殺戮都市~バベル~

「ひいっ!ひいっ!」


情けない声を上げながら、必死に走って辿り着いた西軍の陣地。


恵梨香さんと吹雪さんが、俺が来るのを待っていてくれたのか、ポーンを倒していただけなのかはわからないけど、道の真ん中で立っている。


「うっわ!とんでもない数連れて来たもんだね!」


「一割は追って来るな。少年!そのまま走れ!」


ポーンの数に驚きながらも、笑っている吹雪さんと、この数を見ながらも冷静な恵梨香さん。


走り走って、恵梨香さんと吹雪さんの間を通り抜けた俺は、すぐに振り返り、地面を滑りながら、追って来たポーン達を見た。
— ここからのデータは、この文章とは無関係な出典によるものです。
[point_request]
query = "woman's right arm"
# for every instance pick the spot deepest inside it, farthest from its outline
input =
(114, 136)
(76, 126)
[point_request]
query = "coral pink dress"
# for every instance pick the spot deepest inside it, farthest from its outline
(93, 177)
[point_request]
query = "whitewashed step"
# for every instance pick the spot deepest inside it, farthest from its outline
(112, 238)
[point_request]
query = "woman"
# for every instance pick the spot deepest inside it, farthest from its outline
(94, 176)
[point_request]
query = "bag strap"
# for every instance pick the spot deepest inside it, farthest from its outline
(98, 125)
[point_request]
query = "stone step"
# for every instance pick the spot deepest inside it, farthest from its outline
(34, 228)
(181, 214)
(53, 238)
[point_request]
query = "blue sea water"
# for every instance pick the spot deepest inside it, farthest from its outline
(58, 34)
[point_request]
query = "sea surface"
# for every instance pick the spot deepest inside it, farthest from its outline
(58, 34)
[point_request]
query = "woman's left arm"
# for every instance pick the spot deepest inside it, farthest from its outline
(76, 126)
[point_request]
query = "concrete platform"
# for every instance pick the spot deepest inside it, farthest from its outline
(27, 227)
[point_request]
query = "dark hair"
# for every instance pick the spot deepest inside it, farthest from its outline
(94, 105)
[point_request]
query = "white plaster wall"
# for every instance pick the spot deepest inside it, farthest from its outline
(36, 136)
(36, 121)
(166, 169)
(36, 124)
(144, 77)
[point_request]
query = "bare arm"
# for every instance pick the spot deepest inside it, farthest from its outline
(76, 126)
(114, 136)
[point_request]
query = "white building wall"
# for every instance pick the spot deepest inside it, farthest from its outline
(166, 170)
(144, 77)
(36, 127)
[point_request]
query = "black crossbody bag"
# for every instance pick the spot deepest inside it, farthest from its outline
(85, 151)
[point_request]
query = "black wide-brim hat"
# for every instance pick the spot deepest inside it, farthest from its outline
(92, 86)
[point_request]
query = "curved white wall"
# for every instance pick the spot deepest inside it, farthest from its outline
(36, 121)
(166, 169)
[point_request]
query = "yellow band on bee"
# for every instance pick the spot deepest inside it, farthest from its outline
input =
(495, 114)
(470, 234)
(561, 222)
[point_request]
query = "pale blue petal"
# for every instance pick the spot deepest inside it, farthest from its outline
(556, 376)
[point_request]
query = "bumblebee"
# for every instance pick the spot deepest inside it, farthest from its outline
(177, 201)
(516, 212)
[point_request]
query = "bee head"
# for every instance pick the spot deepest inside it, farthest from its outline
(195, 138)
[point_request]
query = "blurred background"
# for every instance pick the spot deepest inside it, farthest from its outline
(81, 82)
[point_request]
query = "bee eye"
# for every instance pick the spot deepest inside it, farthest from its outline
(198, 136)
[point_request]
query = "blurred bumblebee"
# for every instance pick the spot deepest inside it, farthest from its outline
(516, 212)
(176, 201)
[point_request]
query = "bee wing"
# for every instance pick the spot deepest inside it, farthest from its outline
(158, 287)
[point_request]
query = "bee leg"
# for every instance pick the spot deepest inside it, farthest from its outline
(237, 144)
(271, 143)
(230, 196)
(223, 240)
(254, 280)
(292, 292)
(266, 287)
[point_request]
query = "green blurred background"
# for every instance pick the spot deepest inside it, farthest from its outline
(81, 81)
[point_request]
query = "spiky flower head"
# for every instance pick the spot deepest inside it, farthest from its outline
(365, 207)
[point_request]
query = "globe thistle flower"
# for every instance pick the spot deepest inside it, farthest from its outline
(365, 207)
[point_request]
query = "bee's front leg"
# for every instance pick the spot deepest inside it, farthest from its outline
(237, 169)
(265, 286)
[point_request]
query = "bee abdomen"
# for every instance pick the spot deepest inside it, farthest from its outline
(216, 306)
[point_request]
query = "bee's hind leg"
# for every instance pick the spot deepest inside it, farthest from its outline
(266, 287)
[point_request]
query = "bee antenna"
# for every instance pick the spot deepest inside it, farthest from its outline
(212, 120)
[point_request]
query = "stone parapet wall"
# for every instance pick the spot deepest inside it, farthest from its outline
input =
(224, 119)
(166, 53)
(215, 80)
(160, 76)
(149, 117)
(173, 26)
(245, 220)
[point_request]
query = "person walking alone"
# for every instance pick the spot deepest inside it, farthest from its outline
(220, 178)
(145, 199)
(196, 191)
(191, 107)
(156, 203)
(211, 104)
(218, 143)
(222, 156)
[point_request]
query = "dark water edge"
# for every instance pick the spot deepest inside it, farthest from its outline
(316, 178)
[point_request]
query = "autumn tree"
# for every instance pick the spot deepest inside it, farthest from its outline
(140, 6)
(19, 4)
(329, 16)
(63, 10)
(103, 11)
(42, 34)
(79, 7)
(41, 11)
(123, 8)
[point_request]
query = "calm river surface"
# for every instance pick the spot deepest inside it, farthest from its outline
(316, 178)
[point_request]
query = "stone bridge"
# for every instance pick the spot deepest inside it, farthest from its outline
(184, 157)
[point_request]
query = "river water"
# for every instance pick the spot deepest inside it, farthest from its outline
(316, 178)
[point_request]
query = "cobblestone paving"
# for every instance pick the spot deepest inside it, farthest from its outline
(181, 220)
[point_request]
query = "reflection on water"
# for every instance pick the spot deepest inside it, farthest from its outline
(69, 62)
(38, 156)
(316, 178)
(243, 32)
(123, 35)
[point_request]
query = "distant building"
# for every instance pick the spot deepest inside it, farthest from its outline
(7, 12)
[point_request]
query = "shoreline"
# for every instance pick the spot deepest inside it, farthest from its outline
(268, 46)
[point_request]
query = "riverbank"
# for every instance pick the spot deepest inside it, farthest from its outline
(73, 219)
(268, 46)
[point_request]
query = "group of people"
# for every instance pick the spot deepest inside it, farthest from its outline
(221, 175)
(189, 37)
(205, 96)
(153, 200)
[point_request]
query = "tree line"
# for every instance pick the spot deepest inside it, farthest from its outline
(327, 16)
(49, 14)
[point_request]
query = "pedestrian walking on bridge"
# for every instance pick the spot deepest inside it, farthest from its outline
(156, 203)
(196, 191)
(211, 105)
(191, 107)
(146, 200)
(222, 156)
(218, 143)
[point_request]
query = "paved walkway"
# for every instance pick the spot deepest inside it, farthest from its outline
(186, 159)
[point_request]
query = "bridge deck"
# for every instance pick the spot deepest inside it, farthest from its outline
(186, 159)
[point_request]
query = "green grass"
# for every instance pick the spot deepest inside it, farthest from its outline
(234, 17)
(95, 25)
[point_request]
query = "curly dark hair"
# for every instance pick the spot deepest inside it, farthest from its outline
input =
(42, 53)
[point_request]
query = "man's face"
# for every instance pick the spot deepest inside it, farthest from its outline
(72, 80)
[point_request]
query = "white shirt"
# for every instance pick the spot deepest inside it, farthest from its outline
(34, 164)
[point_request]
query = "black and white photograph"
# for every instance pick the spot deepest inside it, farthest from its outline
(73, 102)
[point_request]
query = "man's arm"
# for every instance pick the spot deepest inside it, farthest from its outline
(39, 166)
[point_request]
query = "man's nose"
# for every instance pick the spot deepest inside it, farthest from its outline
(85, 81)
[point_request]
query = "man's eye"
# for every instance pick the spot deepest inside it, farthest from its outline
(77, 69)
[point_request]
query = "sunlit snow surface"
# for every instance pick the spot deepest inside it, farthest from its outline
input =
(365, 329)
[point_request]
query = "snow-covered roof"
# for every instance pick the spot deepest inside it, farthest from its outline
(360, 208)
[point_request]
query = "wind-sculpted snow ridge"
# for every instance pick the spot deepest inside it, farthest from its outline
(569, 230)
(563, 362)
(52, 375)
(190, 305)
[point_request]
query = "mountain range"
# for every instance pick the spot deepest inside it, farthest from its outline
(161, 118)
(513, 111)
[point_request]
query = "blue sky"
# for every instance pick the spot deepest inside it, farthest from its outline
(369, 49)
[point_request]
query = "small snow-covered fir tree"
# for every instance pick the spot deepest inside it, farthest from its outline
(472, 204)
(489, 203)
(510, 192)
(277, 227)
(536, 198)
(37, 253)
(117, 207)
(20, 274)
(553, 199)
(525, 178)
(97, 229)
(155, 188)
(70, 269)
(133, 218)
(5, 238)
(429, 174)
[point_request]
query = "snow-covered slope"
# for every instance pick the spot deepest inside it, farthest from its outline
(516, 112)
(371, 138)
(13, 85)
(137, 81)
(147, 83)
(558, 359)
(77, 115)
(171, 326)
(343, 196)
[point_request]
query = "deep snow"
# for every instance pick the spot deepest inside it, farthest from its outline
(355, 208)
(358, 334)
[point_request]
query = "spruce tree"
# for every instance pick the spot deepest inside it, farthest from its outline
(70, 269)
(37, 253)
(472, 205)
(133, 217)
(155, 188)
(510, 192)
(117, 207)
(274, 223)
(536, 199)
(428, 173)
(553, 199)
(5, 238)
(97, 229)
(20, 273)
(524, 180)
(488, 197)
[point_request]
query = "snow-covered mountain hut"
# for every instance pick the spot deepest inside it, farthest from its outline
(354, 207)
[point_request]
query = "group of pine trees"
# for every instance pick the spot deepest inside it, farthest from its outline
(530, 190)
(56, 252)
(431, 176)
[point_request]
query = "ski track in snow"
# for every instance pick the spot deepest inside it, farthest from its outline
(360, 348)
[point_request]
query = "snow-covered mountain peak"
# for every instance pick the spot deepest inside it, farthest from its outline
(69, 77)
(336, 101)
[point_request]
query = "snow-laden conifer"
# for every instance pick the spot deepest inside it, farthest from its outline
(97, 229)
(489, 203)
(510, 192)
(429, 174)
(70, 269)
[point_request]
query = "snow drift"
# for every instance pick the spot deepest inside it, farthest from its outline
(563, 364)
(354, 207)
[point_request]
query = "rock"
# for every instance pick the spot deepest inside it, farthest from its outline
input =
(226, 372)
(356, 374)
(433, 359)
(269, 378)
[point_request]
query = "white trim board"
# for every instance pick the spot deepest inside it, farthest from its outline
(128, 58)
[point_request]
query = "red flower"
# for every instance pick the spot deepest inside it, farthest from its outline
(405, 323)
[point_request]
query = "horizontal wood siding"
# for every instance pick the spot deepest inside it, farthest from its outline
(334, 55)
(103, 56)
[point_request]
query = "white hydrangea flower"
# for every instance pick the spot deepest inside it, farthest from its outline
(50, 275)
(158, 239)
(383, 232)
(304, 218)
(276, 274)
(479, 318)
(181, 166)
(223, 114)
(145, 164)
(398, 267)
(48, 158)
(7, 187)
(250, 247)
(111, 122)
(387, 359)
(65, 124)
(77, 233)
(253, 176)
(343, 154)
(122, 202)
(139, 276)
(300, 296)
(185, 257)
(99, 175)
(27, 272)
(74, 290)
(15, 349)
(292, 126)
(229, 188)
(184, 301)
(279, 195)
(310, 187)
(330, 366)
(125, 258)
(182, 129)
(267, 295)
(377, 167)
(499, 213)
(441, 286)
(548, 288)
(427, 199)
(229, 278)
そのまま逃げれば良いのかと思ったけど……二人が逃げようとしていなかったから。


後を追って来たポーンは三匹。


武器を構えた二人に襲い掛かる。


「ふふっ。力ずくで女の子を襲おうだなんてダメだよ?まあ、時にはそんな強引さも必要だけどね」


チャクラムをクルクルと指で回して、ポーンの動きに合わせて軽くステップを踏む吹雪さん。


それはさながら、ダンスでも踊っているかのようで、ポーンの攻撃が全く当たらない。


美女と野獣とでも言うべきか、吹雪さんにエスコートされたポーンは、踊れば踊るほどチャクラムで切り刻まれて行って……最後には、踊り疲れたように地面に倒れ込んだのだ。


恵梨香さんを襲った二匹は……当然と言うべきか、あっさりと頭部を叩き潰されて、既に地面に横になっていた。